Sade Alexis is participating in Hope Meets Action, an exhibition led by the B.C. Black History Awareness Society at Royal B.C. Museum

Sade Alexis, Rosemary, 2021, 14”x16”, ink and watercolour on paper.

Sade Alexis, Rosemary, 2021, 14”x16”, ink and watercolour on paper.

 
 
 

B.C. Black History Awareness Society presents Hope Meets Action: Echoes Through the Black Continuum in partnership with the Royal B.C. Museum, where the exhibition runs to March 1, 2022.

 

LOCAL ILLUSTRATOR Sade Alexis has been drawing for as long as she can remember—and her drive to draw has evolved along with her lived experience as a Black person.

“I like that illustration by definition is communicating a specific idea to a viewer,” Alexis tells Stir. “Drawing and art have also always been a way for me to do something about the way I feel about Blackness. It started as a way for me to deal with the pain we experience. As I’ve grown as an artist and a Black woman, it’s been a way to cultivate my love for my Blackness and my community.”

One way Alexis is expressing that love is through Hope Meets Action: Hope Meets Action: Echoes Through the Black Continuum.

B.C. Black History Awareness Society is presenting the multimedia exhibition in partnership with Royal B.C. Museum in Victoria, where the show runs to March 1, 2022. It showcases the living history of Black British Columbians and explores Black belonging, all told by the local Black community for the first time.

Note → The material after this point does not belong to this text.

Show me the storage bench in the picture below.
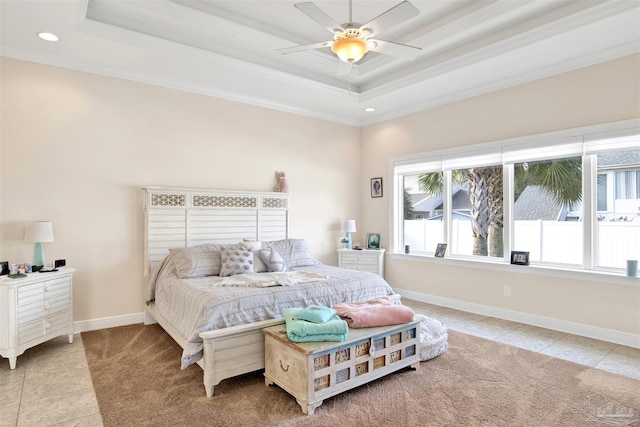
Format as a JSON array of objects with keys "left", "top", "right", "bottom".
[{"left": 263, "top": 321, "right": 420, "bottom": 415}]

The exhibition is curated by Joshua Tecumseh F. Robertson, a founding board member of the Hogan’s Alley Society, which works to redress the displacement of people of African descent and advance their social, political, economic and cultural well-being. His recent work has focused on decolonial curation of Black art in historically colonial spaces. 

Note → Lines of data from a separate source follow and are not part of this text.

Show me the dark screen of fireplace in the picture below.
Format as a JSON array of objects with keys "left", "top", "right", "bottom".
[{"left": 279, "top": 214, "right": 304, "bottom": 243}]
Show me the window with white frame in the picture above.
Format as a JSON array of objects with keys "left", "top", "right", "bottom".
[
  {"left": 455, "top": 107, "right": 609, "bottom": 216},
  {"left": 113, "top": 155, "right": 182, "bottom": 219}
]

Brooklyn-based Rodney Hazard—a multidisciplinary artist, creative director, DJ, musician, and founder of Le Loup Studios—designed Hope Meets Action, which features visual art, photography, videos, and more. Black people are invited to participate by calling a phone number and sharing their story “of Black joy, pain, connection, culture and community”; some of the audio recordings will be played as part of the exhibition.

"It’s important for us to see depictions of ourselves and to learn our history from our own people, to go to an exhibition for us, by us."

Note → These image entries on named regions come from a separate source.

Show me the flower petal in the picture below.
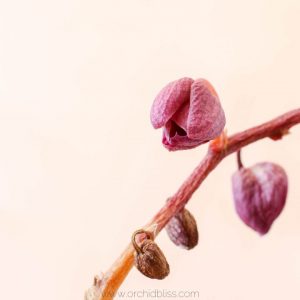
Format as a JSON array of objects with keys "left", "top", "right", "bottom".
[
  {"left": 162, "top": 121, "right": 207, "bottom": 151},
  {"left": 150, "top": 77, "right": 194, "bottom": 128},
  {"left": 187, "top": 79, "right": 226, "bottom": 140}
]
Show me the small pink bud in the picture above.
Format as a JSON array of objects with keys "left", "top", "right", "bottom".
[
  {"left": 232, "top": 162, "right": 288, "bottom": 235},
  {"left": 151, "top": 77, "right": 225, "bottom": 151}
]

One of Alexis’s artworks emblazons the exhibition’s poster, an illustration called Rosemary (originally commissioned by Gordon Neighbourhood House) of the late Rosemary Brown.

Born in Kingston, Jamaica in 1930, Brown acquired a Master’s of Social Work from UBC and entered politics in 1972 as a New Democratic Party candidate, going on to become Canada's first Black female member of a provincial legislature. In 1975 she ran for leadership of the federal NDP—the first woman to run for leadership of a federal political party—with the slogan “Brown is Beautiful”. She dedicated her life to advocating for Black people and women.

“I was really excited to do this as I had been familiar with Miss Rosemary and her work for a while and had recently found out she was a friend of my dad’s,” says Alexis, a graduate of Emily Carr University of Art + Design. “I really found Miss Rosemary Brown and the work she did for Black women in this city inspiring and important, and I wanted to take this opportunity to thank her and to honour her.”

Sade Alexis.

Sade Alexis.

Also in the exhibition is Alexis’s We Been Here—a depiction of important Black people from B.C., overlapping and intersecting as a means of depicting community and ongoing history. 

Alexis wanted to be part of Hope Meets Action upon talking with Robertson about his goals for it.

“When he approached me to be part of this exhibition, I quickly came to see that Josh was working towards the same thing as me: Black Liberation through art,” Alexis says. “It was the first time in a very long time that I felt like I was part of the Black community—which is part of why this exhibition is so important: it allows for Black folks from B.C. to feel connected to one another, and in turn our history.

“It’s important for us to see depictions of ourselves and to learn our history from our own people, to go to an exhibition for us, by us,” she says. “This exhibition is also important because it’s disrupting the predominantly white Royal BC Museum. The museum has been historically a space dominated by white narratives, or narratives of BIPOC history as told to us by white people. By having this exhibition, we are forcing ourselves into this space, not to fit within it but to tear it down and build anew.”